Minnesota becomes the first state to pass an omnibus democracy bill that will prohibit foreign-influenced corporations from spending money to influence state and local elections. Advocates of the bill said it will protect and expand democracy.

If signed into law, the Democracy for the People Act will prohibit any company that is owned five percent by multiple foreign owners, or one percent by a single foreign owner from spending money directly or giving money to a super PAC or other groups to influence Minnesota state or local elections.

“Democracy is for people, not multinational corporations,” Alexandra Flores-Quilty, campaign director at Free Speech For People, said. ”Minnesota is setting a new standard for democracy in America by ensuring that elections reflect the will of the voters, not foreign investors.”

This section of the bill that bars foreign-influenced corporations from spending money to influence elections was based off of model legislation developed by Free Speech For People—a national nonpartisan non-profit organization that works to renew democracy, according to a press release.

“Corporate executives know where their bread is buttered,”Ron Fein, legal director at Free Speech For People, said. “This bill addresses the threat to Minnesota’s democratic self-government posed by corporate political spending by foreign-influenced corporations.”

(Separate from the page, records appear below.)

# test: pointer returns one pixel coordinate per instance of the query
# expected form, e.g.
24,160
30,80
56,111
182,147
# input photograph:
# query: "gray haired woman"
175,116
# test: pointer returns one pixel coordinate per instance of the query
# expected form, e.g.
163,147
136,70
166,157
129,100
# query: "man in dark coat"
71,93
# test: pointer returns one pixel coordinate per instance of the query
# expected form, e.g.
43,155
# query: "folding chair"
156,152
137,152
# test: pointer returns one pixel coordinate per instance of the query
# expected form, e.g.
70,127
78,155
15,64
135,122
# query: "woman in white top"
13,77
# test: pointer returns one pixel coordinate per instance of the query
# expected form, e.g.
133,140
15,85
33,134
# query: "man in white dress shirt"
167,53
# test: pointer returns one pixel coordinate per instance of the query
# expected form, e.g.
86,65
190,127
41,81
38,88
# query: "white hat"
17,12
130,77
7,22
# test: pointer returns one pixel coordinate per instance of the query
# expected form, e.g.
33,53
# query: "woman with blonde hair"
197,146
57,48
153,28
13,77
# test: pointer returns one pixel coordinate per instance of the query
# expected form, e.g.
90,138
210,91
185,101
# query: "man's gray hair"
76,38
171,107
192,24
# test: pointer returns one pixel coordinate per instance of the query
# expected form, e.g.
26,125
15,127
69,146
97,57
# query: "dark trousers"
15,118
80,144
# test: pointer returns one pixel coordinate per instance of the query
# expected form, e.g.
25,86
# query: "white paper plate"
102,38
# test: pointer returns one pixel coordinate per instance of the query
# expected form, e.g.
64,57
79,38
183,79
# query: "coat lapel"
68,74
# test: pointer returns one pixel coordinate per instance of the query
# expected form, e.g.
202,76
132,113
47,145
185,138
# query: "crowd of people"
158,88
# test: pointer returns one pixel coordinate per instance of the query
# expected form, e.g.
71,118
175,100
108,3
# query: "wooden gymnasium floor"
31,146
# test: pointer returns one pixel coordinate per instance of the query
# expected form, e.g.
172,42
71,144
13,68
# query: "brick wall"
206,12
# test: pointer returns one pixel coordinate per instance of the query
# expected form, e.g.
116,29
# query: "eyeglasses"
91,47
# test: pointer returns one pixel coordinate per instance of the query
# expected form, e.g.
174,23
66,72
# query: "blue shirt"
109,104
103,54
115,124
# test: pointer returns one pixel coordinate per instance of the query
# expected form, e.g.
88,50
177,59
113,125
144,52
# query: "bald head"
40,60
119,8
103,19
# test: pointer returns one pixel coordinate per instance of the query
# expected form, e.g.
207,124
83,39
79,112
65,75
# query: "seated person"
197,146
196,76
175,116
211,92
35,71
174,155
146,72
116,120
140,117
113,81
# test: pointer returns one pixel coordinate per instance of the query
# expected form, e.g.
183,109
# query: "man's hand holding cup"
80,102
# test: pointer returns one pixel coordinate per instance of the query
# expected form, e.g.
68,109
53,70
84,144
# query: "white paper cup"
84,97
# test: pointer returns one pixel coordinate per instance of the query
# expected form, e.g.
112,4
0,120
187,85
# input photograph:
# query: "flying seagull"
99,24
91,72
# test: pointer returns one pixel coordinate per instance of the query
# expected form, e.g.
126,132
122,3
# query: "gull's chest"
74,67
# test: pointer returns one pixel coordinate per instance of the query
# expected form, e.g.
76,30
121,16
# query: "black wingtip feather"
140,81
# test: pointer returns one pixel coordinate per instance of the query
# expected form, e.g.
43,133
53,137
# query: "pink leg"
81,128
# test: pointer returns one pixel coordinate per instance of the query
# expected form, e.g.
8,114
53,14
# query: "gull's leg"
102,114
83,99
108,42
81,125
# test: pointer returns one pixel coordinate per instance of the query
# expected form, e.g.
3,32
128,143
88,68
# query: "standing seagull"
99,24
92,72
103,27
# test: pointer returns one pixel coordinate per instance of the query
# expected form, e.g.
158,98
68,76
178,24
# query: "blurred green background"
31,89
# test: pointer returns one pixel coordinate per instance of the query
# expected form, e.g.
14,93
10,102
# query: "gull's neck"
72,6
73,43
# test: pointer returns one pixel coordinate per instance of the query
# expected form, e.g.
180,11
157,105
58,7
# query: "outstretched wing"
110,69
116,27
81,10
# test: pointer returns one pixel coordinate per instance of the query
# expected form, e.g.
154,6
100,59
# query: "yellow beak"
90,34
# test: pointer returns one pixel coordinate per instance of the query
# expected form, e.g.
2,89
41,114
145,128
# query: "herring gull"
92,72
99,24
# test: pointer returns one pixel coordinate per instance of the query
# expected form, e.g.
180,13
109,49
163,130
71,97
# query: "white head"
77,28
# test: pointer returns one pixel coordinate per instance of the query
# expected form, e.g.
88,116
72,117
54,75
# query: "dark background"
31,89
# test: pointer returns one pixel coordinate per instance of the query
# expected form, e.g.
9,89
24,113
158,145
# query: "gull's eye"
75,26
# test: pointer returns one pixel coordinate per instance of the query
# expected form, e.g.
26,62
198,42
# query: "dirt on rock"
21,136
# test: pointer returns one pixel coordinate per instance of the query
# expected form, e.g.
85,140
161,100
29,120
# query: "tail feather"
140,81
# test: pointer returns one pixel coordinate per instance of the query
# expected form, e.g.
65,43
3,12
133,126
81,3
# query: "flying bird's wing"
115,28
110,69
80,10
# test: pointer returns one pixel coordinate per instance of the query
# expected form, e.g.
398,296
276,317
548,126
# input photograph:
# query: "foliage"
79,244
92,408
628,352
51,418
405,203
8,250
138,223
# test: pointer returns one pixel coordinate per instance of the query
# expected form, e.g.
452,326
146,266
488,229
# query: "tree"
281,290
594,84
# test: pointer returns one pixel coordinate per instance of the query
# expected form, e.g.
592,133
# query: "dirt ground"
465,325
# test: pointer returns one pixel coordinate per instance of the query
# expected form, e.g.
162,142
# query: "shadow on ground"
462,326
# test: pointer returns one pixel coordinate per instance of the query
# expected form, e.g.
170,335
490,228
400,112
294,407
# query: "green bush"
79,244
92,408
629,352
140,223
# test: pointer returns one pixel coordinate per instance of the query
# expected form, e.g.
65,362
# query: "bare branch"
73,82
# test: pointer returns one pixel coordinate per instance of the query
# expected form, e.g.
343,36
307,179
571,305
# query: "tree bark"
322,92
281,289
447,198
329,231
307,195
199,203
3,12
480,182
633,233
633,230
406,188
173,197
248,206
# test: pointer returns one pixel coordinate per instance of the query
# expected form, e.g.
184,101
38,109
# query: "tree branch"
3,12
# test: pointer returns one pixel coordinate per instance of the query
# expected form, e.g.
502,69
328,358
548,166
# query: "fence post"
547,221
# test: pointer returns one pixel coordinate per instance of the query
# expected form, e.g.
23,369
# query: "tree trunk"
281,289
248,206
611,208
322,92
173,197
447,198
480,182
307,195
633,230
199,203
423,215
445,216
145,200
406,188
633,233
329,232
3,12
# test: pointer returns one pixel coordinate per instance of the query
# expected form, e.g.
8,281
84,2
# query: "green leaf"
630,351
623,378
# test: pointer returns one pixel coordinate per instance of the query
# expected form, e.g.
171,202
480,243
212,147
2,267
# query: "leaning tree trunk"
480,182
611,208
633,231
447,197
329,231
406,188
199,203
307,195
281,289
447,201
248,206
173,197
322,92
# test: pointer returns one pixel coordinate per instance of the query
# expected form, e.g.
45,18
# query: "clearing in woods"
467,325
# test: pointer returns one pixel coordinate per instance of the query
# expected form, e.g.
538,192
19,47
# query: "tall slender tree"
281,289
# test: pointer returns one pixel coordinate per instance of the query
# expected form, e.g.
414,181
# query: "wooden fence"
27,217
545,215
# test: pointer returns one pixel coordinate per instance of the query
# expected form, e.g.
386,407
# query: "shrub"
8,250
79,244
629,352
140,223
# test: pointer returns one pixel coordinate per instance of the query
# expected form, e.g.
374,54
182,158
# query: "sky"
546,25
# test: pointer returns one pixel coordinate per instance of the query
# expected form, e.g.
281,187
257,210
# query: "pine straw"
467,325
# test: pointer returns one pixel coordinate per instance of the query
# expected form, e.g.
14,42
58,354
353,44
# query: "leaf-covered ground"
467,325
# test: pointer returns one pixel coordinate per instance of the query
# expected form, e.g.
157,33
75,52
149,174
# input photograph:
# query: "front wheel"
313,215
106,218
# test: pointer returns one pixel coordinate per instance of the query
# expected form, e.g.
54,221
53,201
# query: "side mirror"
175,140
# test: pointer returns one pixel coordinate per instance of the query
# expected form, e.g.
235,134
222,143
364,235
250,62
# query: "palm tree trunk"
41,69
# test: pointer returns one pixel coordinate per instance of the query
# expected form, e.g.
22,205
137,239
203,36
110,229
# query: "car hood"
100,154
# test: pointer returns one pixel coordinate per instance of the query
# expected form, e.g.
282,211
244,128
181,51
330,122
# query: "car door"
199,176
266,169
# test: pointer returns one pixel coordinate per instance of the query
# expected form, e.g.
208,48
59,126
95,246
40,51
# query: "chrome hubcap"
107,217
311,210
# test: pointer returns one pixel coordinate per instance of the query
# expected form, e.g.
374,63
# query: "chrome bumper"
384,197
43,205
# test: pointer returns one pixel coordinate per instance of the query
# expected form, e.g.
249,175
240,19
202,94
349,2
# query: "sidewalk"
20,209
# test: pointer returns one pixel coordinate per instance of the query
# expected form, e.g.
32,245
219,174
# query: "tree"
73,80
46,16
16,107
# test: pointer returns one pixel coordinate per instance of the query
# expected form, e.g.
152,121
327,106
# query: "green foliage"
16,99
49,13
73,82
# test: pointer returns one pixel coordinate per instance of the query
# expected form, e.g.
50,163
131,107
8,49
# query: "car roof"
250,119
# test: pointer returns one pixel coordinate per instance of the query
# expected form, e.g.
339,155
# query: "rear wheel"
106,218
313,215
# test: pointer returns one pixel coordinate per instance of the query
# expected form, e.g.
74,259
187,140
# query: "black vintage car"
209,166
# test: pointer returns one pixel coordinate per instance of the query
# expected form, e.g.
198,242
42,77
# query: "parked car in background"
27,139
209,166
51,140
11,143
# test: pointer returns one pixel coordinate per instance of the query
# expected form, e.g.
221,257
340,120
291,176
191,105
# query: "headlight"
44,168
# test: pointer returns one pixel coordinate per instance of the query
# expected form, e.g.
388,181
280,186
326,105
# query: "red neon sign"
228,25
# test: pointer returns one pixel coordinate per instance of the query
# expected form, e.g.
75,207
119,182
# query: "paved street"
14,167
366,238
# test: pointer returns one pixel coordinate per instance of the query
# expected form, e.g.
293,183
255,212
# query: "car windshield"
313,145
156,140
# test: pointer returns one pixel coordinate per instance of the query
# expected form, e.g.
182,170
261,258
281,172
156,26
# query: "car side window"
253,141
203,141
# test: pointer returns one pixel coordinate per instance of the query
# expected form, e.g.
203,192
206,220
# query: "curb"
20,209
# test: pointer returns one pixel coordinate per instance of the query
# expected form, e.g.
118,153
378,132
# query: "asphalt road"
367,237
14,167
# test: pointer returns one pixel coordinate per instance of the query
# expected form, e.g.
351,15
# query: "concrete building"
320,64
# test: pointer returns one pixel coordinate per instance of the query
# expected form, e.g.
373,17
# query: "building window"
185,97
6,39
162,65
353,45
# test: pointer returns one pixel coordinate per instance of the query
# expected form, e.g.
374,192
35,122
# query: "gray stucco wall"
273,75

The bill, which garnered 80 percent of Minnesota voters’ support, according to a statewide poll conducted in November, will head to the governor’s desk, who pledged to sign it.

“So, it is a proud day to watch Minnesota become the first state in the country to pass this legislation that puts more of the power of our democracy in the hands of people, not foreign-influenced corporations,” Lilly Sasse, campaign director at We Choose Us, said.